Hobbes alerta contra as assembleias
"populares": antes das reuniões os líderes tudo decidem mantendo
"em separado reuniões secretas com alguns poucos, em que combinam o que
irão propor na assembleia-geral, a ordem dos assuntos, as pessoas que agirão em
primeiro lugar e sobre a habilidade com que irão cooptar os mais poderosos da
facção para o seu lado, e aqueles cujo partido tem maior popularidade (...). E,
assim, às vezes eles oprimem a república (commonwealth) quando não há outra
facção para se opor à sua. Mas na maior parte das vezes eles causam uma guerra
civil" (De Cive, 12).
Hobbes conhecia a falência da democracia em Atenas
e observou a Revolução Inglesa, enterrada na ditadura pessoal de Cromwell, mas
dirigida por líderes anônimos. A democracia exige responsabilidade de pessoas
concretas, nega força hegemônica ao Executivo com seus braços, os pretensos
"movimentos não institucionalizados". O decreto presidencial lembra
um texto a ser lido pelos imprudentes: Estado, Movimento, Povo, de Carl
Schmitt (1). O poder, segundo o jurista, se dividiria em três setores: o povo
inerte que diz "sim" ou "não" plebiscitariamente e segue o
partido, que, por sua vez, segue o líder (princípio da Führung), mantendo o
Estado. Schmitt deseja conselhos de líderes, eleitos ou escolhidos pelo
Führer...
No despotismo dos que imperam sem responsabilidade
pública, decidem as facções.
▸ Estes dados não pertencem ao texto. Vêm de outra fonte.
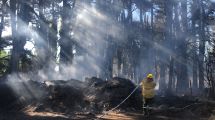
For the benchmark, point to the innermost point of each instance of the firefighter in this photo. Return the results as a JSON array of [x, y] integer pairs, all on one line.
[[148, 92]]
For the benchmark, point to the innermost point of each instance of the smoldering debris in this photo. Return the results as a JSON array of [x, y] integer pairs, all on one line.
[[93, 94]]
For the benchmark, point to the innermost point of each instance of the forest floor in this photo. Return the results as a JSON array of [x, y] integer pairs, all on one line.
[[75, 100], [201, 110]]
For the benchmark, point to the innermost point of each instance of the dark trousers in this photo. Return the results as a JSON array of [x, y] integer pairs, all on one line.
[[147, 102]]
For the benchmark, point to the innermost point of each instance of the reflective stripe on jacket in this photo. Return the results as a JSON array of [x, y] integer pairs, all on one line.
[[148, 89]]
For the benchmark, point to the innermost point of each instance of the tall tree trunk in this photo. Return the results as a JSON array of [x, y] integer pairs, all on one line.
[[2, 17], [66, 44], [195, 57], [14, 61], [201, 45]]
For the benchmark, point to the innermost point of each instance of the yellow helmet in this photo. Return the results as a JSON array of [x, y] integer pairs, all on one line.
[[149, 76]]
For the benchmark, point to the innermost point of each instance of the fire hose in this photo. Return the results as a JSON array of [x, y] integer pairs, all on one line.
[[106, 112]]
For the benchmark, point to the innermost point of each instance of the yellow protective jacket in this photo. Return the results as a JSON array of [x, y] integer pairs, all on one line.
[[148, 88]]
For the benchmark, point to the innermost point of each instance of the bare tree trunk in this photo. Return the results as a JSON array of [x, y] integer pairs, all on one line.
[[14, 61], [201, 45]]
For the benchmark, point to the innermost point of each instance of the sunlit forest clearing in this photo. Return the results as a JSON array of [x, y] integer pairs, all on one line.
[[107, 59]]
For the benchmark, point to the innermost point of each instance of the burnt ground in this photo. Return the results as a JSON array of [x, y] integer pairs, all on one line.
[[75, 100]]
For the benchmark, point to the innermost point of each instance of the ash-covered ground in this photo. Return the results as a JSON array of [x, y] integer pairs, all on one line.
[[73, 99]]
Com seu decreto, o próprio governo se transforma
em facção, esquece um compromisso com o povo na sua totalidade soberana. De um
lado, a Secretaria da Presidência e, de outro, os almejados tentáculos do
Executivo. Se houvesse algo democrático no decreto, ele seria discutido
amplamente com a sociedade, depois enviado ao Legislativo. O resto é
propaganda.
(*)
ÉPROFESSOR DA UNIVERSIDADE ESTADUAL DE CAMPINAS, É AUTOR DE 'O CALDEIRÃO DE
MEDEIA' (PERSPECTIVA).
Fonte:
http://opiniao.estadao.com.br/noticias/geral,participacao-popular-e-faccoes-imp-,1511097
DA EDITORIA DO NCPAM:
(1)O texto busca no pensamento de Carl Schmitt –intelectual alemão envolvido na ideologia nacional-socialista e relativamente pouco conhecido no contexto brasileiro– a crítica feita à democracia liberal-burguesa e ao sistema parlamentar-representativo, para dele extrair uma contribuição ao atual debate sobre movimentos sociais. A proposta do autor é que os movimentos sociais, ao assumirem o confronto permanente entre as temáticas legalmente confirmadas e as demandas utópicas, podem reinvindicar a voz daqueles que atualmente vêm sendo ignorados pela política cotidiana institucionalizada e recuperar o verdadeiro espaço do Político. A argumentação inicia com algumas colocações acerca do contexto histórico que originou a preocupação teórica de Carl Schmitt. Numa segunda parte, são apresentados os aspectos centrais de um texto do mesmo autor publicado em 1933 sob o título Staat, Bewegung, Volk (Estado, movimento, povo), a partir do qual são articuladas questões sistemáticas ligadas aos movimentos sociais enquanto indicadores de falhas da democracia liberal. Por fim, é reconstruído o fio condutor da argumentação desenvolvida por Schmitt, para extrair dela as observações mais importantes que contribuem para esclarecer melhor o marco conceitual- sistemático dos atuais debates sobre os movimentos sociais.